El gas y el petróleo han convertido a Qatar en el país más rico del mundo, suficientemente rico como para gastar, aparentemente, US$200 mil millones en estadios e infraestructura para el Mundial de Fútbol 2022. ¿Pero ha traído esta riqueza -casi ilimitada- felicidad a los cataríes?
El clima todavía está agradablemente fresco como para sentarse al aire libre en Doha, capital de Qatar. En unas pocas semanas será imposible, y aquellos que no tienen que trabajar afuera se retiraran al confort de las salas refrigeradas con aire acondicionado.

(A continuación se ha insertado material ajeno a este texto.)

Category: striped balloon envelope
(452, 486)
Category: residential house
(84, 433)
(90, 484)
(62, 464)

Por ahora, las familias se relajan en la tarde soleada paseando por la costa. En los últimos años el paisaje ha cambiado tanto que se ha vuelto irreconocible. Torres de vidrio y acero se elevan como un bosque artificial en lo que antaño era una costa totalmente plana.
«Nos hemos vuelto urbanos», dice Kaltham Al Ghanim, profesor de sociología de la Universidad de Qatar. «Nuestra vida social y económica ha cambiado, las familias se han separado y la cultura del consumo ha ganado terreno».
El gobierno de Qatar presenta estos cambios como algo positivo.
De ser una nación extremadamente pobre hace un siglo, el país ha pasado a ser el más rico del mundo, con un ingreso per cápita de US$100.000.
¿Qué impacto ha tenido este cambio en la sociedad catarí?
Pérdida importante
En Doha se siente la presión. La ciudad es un sitio en construcción: algunas zonas están en plena obra o en proceso de demolición. El tráfico es denso. Hace que la jornada laboral se torne más larga y deja a los conductores impacientes y estresados.
Los medios locales informan que ahora el 40% de los matrimonios terminan en divorcio. Más de dos tercios de la población -adultos y niños- es obesa.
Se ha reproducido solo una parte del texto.